Do we ever really know what’s going on in the house next door?

IN these febrile days of international wars, covert communications and the popularity of The Traitors and its spin-offs, Hugh Whitemore’s 1983 play Pack of Lives will seem frighteningly relevant.

It has been chosen for the next Amateur Players of Sherborne production, directed by Adrian Harding and on stage at the APS Studio Theatre from 9th to 14th March. It is set in the home of the Jacksons, a pleasant middled-aged couple with a teenaged daughter. They are best friends with their neighbours, the Canadian Krogers.

Life goes happily and ordinarily on, until one day a detective from Scotland Yard knocks on the door and asks if he can use a room in the Jackson house as a base from which to observe “suspicious activity’ in their suburban street.
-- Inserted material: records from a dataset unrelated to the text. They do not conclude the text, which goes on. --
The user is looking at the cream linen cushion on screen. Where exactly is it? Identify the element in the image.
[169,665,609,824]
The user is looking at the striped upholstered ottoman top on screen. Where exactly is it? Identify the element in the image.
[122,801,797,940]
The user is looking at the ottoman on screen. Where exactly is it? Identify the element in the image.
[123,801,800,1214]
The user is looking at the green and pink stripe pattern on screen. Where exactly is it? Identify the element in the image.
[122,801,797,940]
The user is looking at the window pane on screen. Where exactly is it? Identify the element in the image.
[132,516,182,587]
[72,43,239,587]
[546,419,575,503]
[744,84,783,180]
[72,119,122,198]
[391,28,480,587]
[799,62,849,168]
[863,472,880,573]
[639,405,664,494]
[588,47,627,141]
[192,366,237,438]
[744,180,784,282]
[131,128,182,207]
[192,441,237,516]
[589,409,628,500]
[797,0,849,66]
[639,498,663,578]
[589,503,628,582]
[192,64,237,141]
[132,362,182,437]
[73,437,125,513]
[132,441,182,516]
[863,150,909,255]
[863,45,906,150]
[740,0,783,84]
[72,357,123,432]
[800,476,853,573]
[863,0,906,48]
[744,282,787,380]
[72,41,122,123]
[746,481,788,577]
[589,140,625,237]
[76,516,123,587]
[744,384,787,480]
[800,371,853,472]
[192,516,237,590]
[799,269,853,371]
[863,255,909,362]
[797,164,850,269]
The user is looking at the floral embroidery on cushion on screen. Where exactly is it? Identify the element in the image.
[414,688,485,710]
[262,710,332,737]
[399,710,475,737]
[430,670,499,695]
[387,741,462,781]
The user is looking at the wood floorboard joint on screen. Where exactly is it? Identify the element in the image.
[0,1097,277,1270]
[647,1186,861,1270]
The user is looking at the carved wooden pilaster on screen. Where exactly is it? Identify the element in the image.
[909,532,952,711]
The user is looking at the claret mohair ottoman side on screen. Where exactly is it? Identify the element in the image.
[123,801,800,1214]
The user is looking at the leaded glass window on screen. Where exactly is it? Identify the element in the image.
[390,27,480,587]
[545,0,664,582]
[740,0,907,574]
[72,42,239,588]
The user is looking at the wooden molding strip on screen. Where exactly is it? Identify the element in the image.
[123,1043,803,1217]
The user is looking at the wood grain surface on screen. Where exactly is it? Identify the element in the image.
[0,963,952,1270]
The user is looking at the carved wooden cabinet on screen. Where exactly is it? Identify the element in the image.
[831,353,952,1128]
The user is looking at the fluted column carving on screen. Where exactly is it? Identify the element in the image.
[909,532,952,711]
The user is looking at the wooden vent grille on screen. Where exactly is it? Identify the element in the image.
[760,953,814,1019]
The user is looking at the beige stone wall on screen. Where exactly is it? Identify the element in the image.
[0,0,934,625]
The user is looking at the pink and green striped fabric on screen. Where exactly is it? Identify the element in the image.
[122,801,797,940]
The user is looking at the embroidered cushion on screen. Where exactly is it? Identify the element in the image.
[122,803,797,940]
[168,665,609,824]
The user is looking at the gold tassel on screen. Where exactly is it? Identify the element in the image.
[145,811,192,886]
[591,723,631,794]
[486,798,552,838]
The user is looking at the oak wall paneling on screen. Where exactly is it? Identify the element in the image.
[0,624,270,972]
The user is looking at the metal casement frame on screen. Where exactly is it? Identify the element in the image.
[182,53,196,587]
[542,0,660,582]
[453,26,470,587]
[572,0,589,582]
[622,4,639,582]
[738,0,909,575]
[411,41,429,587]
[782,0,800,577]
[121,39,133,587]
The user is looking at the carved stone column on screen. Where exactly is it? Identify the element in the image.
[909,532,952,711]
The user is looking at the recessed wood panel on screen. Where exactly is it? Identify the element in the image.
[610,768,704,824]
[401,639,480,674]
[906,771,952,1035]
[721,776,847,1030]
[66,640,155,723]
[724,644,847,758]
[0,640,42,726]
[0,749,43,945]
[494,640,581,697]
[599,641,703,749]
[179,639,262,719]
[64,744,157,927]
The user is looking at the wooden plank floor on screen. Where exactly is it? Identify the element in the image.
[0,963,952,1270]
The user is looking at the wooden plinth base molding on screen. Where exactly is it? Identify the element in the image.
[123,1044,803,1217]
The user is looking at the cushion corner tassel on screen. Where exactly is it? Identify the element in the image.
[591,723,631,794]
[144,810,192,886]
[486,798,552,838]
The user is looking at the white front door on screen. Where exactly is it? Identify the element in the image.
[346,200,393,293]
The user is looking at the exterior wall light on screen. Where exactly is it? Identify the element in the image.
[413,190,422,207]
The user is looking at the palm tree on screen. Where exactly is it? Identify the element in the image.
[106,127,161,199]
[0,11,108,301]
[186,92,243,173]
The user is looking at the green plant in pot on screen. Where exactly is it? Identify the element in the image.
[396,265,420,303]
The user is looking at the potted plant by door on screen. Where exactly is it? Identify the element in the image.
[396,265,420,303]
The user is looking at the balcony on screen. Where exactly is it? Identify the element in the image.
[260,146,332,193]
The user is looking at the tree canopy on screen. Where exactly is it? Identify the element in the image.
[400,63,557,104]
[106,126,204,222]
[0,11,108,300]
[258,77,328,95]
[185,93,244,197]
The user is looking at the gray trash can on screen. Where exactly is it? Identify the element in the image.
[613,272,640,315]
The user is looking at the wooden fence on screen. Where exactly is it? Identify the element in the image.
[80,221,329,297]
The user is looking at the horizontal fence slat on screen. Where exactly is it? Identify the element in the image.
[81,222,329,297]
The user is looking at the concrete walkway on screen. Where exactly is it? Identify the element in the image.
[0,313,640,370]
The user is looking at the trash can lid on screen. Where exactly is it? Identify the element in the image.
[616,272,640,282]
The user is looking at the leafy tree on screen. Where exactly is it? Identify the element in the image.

Confused, they agree, but gradually the official demands increase until the detectives reveal that the Krogers are Soviet spies. The Jacksons are asked to help set a trap for their friends.

The play is based on the true story of a network of Soviet espionage active in 1960 known as the Portland Spy Ring, which threatened to undermine sensitive Royal Navy submarine research. Perhaps because it is Portland, it always seems more real to Dorset residents. At the heart of the play lies the dilemma facing ordinary people of whether or not personal bonds between friends should be stronger than bonds with the state.

The Sherborne cast is Sarah Webster and Peter Sangston as the Jacksons, with Hazel Parrett as their daughter Julie. Hilary Quinlan and Richard Culham play the Krogers, with Robert Brydges as Stewart, Alison Maynard-Griffin as Thelma and Samantha Elgar as Sally. Performances begin nightly at 7.30.